I've always been interested in economics. My brother, rather uncharitably, says I've always been interested in money. If it hadn't been for my inability to string together a dozen misspelled words into a sentence I probably would have taken a degree in economics or business instead of computer science. However, my interest has lingered, and been reapplied.
Economics is hard to define, beyond that which economists think about. Most succinctly it might be expressed as the allocation of scarce resources, and the distribution of their product. Engineers mostly address the allocation of scarce resources. Marketing, sales, and business development specialists deal with the distribution of the product of those resources.
Engineers make economic decisions every day. There are alternative solutions to every problem, and many factors in deciding between them. Some technical: correctness, extensibility, reliability, performance, and scalability. Some economic: build or buy, sub-contract, or re-factor existing code. Typical questions from project management are: How much risk does each solution introduce to the project? Are there complementary actions that would mitigate that risk? Should we just make it work for now, and try to get it redone later? Should we build a generic solution that can be applied to variants of this problem? What other tasks are dependent upon the successful completion of this task? Which engineers could easily complete this task, and which engineers are actually available to work on it?
An engineering team enters into a contract with the product definition team to deliver a specified product, consuming a certain amount of resource. The resources consumed by a software engineering project are mostly intangible, being the time of professionals with a certain breadth and depth of skill. Tangible resources, such as a comfortable office space, machines, and tools, are less significant. In economic theory these resources are known as capital. The engineering brains are intellectual capital, and their environment is physical capital. Both of which can be bought with financial capital.
The reason that my thoughts recently have turned to economics, rather than software engineering, is that the economic climate in Silicon Valley has changed. For the past few years the scarce resource has been intellectual capital, now it has returned to being financial capital.
The technology stock market boom of the past five years made huge amounts of financial capital available incredibly cheaply. Venture capitalists, the gatekeepers of financial capital for startup companies, were fighting over each other to invest larger and larger sums. As the cost of capital tended towards zero the large infrastructure vendors extended cheap credit with lenient terms to the startups in return for stock. For example: Lucent extended $10bn in credit to telecom dotcoms. Intel took equity stakes in 450 of its customers, which at its peak was worth $10bn. Now its books don't look quite so good. BT overextended itself to win 3G licenses and have had to oust their CEO, cancel their dividend, sell their valuable foreign holdings, and ask their shareholders to stump up five billon pounds to pay down their debt.
The collapse of the technology stock sector has snapped the cost of capital back to traditional levels. The existing venture capital funds have been crushed, and the new funds are being held on the sidelines until the debris settles.
Large companies are refocusing their businesses, taking the opportunity to clear out some of the dead wood and fat that they'd taken on in the boom.
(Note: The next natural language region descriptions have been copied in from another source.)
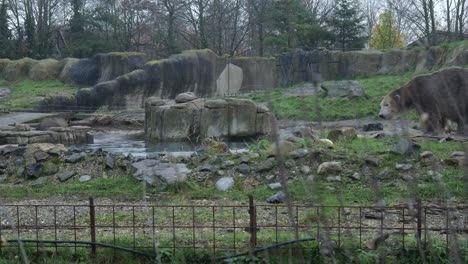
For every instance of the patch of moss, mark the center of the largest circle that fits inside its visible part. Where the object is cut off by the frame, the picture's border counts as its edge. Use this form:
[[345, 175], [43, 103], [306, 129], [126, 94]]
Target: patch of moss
[[127, 54]]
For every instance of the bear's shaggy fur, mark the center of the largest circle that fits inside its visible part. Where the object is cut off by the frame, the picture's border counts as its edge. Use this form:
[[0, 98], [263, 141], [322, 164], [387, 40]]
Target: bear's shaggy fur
[[438, 98]]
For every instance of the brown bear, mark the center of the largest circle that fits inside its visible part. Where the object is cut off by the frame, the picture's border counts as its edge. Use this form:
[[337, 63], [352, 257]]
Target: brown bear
[[438, 98]]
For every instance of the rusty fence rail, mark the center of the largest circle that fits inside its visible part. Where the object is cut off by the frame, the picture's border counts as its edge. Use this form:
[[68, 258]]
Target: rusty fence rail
[[229, 229]]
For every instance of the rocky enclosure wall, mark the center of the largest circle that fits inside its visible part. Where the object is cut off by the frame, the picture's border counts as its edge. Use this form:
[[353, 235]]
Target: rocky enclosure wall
[[197, 119], [302, 66], [124, 80]]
Small companies, seeking their seed or first rounds of funding, are having some success. A couple of million dollars is still small change to the VCs, and the chance to be in at the ground floor of the next big thing is too tempting for them to miss out on.
The beginning of the downturn was generally regarded with disappointment, but also with some relief that the madness was finally over. The daily commute in and around San Francisco and San Jose has eased significantly. The proliferation of unviable businesses had soaked up valuable resources causing a scarcity of office space, and engineering and management talent. But the downturn always cuts deeper than you'd like. Some perfectly reasonable businesses are struggling through capital starvation.
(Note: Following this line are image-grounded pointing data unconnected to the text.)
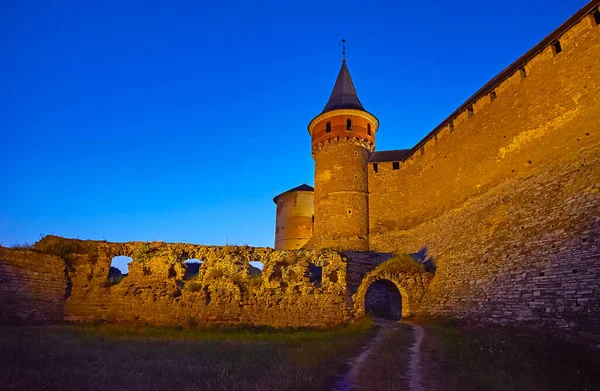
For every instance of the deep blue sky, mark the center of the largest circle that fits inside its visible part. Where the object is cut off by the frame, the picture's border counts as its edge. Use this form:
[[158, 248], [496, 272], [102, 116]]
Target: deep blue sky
[[180, 120]]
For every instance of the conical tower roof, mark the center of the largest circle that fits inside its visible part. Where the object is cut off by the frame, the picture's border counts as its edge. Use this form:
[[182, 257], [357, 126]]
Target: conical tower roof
[[344, 94]]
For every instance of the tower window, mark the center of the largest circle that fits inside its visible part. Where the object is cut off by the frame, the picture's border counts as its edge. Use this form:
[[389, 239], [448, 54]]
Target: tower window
[[556, 47], [523, 72], [596, 15]]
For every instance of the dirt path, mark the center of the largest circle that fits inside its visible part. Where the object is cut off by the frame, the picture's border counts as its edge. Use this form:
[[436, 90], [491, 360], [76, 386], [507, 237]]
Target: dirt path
[[346, 380]]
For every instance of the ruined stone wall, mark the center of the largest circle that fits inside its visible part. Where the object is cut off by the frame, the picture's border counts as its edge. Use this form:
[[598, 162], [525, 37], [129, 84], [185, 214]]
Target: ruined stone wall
[[32, 286], [505, 198], [223, 292]]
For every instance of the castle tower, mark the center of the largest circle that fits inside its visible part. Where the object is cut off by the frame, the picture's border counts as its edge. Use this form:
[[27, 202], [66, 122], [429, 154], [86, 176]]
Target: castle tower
[[343, 136], [294, 219]]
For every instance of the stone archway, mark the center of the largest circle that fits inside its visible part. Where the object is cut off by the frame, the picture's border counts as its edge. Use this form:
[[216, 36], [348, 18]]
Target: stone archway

Medium sized companies that were raising their capital by spinning a visionary yarn were brought up short when the game changed. Those funded in 1999 and 2000 are having a very hard time raising their 2nd or 3rd rounds. Up until December last year company officers were being pushed to spend heavily to gain first mover advantage and to grow employee headcount. They've burnt through $30m shooting for the moon and have few real customers to show for it. Asking the venture capitalists for another $20m on blind faith doesn't fly any more. The only thing that counts now is real revenue from signed, deployed, and referencable customers.
As engineers we love the invention, design, and implementation of new things, but what it takes to get those things built requires an appreciation of economics. Spare a thought for the economics of engineering. From the microeconomics of your engineering team; to the macroeconomics of who is paying for your project and why.
'Startup', Jerry Kaplan, Penguin.
'The nudist on the late shift', Po Bronson, Broadway.
'Introduction to Economics', John Craven, Blackwell.
'The New New Thing', Michael Lewis, Penguin.
'Crossing the Chasm', Geoffrey Moore, Harper Perennial.